La montée en puissance des supporters
On a tous en image les champs-Elysées en liesse au soir de la finale de la coupe du monde 98 mais avant d’en arriver là l’équipe de France a dû conquérir le cœur de ses supporters. Il faut se souvenir qu’avant 98 la France n’est pas un pays de football tel que l’Italie ou le Brésil. L’engouement pour l’équipe de France a été crescendo match après match. Les gens se sont pris d’affection pour cette équipe et chaque victoire a permis de mettre en valeur un joueur. Il y a eu le but en or de Laurent Blanc, le doublé de Thuram et bien évidemment celui de Zidane en finale. La France s’est aussi attachée à cette équipe pour le baiser rituel de Laurent Blanc sur le crane chauve de son gardien Fabien Barthez. France 98, c’était aussi Thierry Henry qui va fêter ses buts au poteau de corner. Là où l’on voit le plus cet amour du public pour l’équipe de France 98 c’est quand Stéphane Meunier filme le trajet de l’équipe de France pour aller jouer sa finale au stade de France. Dans cette scène filmée de l’intérieur du bus des joueurs, on peut voir la marée humaine qui accompagne l’équipe tout au long du trajet. C’est un autre atout du film que de mettre régulièrement en valeur les supporters : on en voit un tenter de suivre les joueurs en amont de la compétition lors de leur footing dans la forêt de Rambouillet. Il y a aussi ceux qui attendent les joueurs à leur retour à Clairefontaine, ceux qui sont dans le stade, ceux sur les routes et enfin l’apothéose de la liesse populaire du 12 juillet. C’est aussi ce reportage de S. Meunier qui a forgé l’image d’une équipe « Black, blanc, beur » dans laquelle toute la France se reconnaissait. En tout cas, on peut voir que des années après cette équipe de France 1998 reste aimée de ses supporters et que le foot occupe désormais une place à part dans ce pays.

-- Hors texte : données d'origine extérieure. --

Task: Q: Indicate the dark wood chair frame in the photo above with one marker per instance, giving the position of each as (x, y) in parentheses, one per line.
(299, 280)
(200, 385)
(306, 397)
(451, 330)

Les yeux dans les bleus : un reportage d’une autre époque
Ce que nous donne à voir ce reportage c’est le témoignage d’une époque aujourd’hui révolue. En 1998, les joueurs n’étaient pas encore des célébrités car le foot n’était pas autant médiatisé. Le titre de 1998 a constitué une bascule accentuée des années plus tard par la hausse des droits télé et aujourd’hui par l’importance des réseaux sociaux. Cela fait qu’un tel film n’est plus possible aujourd’hui. Les joueurs sont devenus trop soucieux de leur image et les rapports avec les journalistes sont devenus plus distants. La proximité dont a bénéficié Stéphane Meunier auprès des joueurs serait difficilement réalisable aujourd’hui. La communication des joueurs est désormais verrouillée et ils s’expriment parfois plus par leur réseaux sociaux que par des interviews accordées aux journalistes. A cela s’ajoute l’avalanche de reportages produits par les joueurs eux-mêmes et diffusés sur les nouvelles plateformes de vidéo telles que Netflix, AmazonPrime, etc… Dans leur quête d’un contenu toujours renouvelé, ces chaînes font la part belle à des mini biopics sur mesure à la gloire des stars du foot. on se souvient de celui de Neymar ou ….De même, on a vu des documentaires retraçant toute la saison d’une équipe tel que celui d’Arsenal diffusé sur Amazon. Cependant, on n’y retrouve pas l’authenticité des Yeux dans les bleus ni le même souffle épique. Tout comme un film, le documentaire les Yeux dans les bleus a touché l’état de grâce car tout était réuni : des acteurs magistraux, un scénario inoubliable fait de moment de détresse, de suspens et de joie, une musique qu’on retient en boucle avec le I will survive de Gloria Gaynor, des méchants qu’on aime détester (en demi finale) et des seconds rôle au top avec les remplaçants. Aucun casting ou aucun scénario n’aurait pu faire mieux que ce que le réel nous a proposé. Les yeux dans les bleus c’est donc un reportage unique en son genre, qui ne pourra jamais être égalé et qu’on ne se lassera jamais de regarder.